Preparation Gaps and Risk Exposure
Despite the timelines, many organisations report limited preparation. In the UK and Ireland, 68% of respondents said they have not started preparing for post-quantum cryptography, compared with a global average of 60%.
In addition, 92% of UK and Irish respondents described cryptographic asset management as difficult, very difficult, or extremely difficult, the highest level reported across all regions surveyed.
Respondents identified several risks associated with a successful quantum attack. These include exposure of long-term sensitive data such as health records and trade secrets (63%), and loss of access to encrypted critical infrastructure (52%).
Budget, Visibility and Fragmentation
The research also highlights structural challenges. In the UK and Ireland, 42% of respondents cited budget constraints as the biggest barrier to quantum preparation, higher than the global average.
Nearly half (49%) pointed to fragmented systems as making credential and certificate management difficult, while the same proportion reported a lack of clear understanding of cryptographic requirements.
Without visibility into where keys and certificates are stored, used, and when they expire, teams struggle to automate renewal workflows or prevent outages caused by expired credentials. Respondents in the UK and Ireland also gave government policy and public-private coordination on quantum readiness a lower rating than other regions surveyed.

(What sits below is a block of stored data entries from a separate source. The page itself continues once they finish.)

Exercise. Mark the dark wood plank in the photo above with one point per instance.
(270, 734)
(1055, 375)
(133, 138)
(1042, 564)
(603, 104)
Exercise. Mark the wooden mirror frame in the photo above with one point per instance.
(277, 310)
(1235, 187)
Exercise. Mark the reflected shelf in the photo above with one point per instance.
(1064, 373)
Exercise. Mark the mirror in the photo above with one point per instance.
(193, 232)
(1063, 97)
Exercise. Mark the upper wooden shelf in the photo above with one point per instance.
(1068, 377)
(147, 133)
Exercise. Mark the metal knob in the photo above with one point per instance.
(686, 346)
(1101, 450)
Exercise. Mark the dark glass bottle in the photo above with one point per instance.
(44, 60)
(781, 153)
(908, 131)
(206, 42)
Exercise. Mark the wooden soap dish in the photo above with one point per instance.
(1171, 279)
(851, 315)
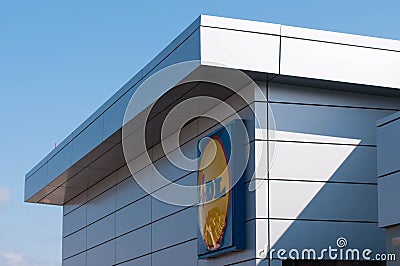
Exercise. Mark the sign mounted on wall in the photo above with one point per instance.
(221, 193)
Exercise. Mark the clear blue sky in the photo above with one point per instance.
(60, 60)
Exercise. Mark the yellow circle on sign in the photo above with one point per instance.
(214, 184)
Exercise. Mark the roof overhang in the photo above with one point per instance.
(264, 51)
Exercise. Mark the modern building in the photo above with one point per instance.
(241, 143)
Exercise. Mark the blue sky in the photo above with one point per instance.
(60, 60)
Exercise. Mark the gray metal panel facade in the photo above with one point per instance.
(318, 187)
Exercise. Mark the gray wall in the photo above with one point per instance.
(322, 181)
(388, 180)
(322, 185)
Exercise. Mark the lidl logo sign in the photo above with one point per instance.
(214, 193)
(220, 231)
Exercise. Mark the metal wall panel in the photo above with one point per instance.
(74, 244)
(323, 201)
(258, 52)
(74, 220)
(388, 195)
(103, 255)
(322, 162)
(388, 146)
(134, 244)
(133, 216)
(349, 123)
(101, 206)
(183, 254)
(101, 231)
(181, 227)
(336, 62)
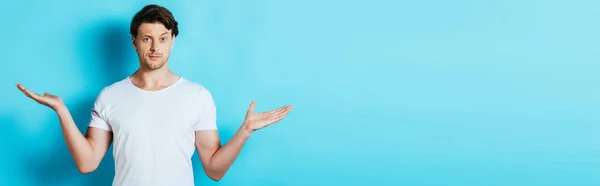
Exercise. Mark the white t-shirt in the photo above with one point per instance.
(154, 131)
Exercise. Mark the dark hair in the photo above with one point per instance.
(152, 14)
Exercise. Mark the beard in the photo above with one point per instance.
(155, 65)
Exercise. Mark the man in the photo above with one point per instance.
(154, 117)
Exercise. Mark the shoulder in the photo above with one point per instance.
(113, 91)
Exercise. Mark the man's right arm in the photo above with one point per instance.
(87, 151)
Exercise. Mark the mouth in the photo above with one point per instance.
(154, 57)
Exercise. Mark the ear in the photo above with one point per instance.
(173, 42)
(133, 42)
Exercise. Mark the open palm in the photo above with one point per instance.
(259, 120)
(47, 99)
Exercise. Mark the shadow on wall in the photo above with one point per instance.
(104, 50)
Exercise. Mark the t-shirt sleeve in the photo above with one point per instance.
(208, 112)
(99, 119)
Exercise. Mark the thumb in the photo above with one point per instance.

Approaches to Quantum Readiness
The report suggests that organisations need improved visibility into cryptographic assets and greater automation of certificate lifecycle management as a foundation for post-quantum transitions.
It also points to the role of quantum-ready hardware security modules (HSMs) and public key infrastructure (PKI) in supporting future cryptographic standards, allowing organisations to begin planning for migration before large-scale quantum computing becomes practical.
Overall, the findings indicate a widening gap between awareness of quantum risks and operational readiness. As certificate lifecycles shorten and encryption standards evolve, organisations face increasing pressure to modernise cryptographic environments to maintain resilience and operational stability.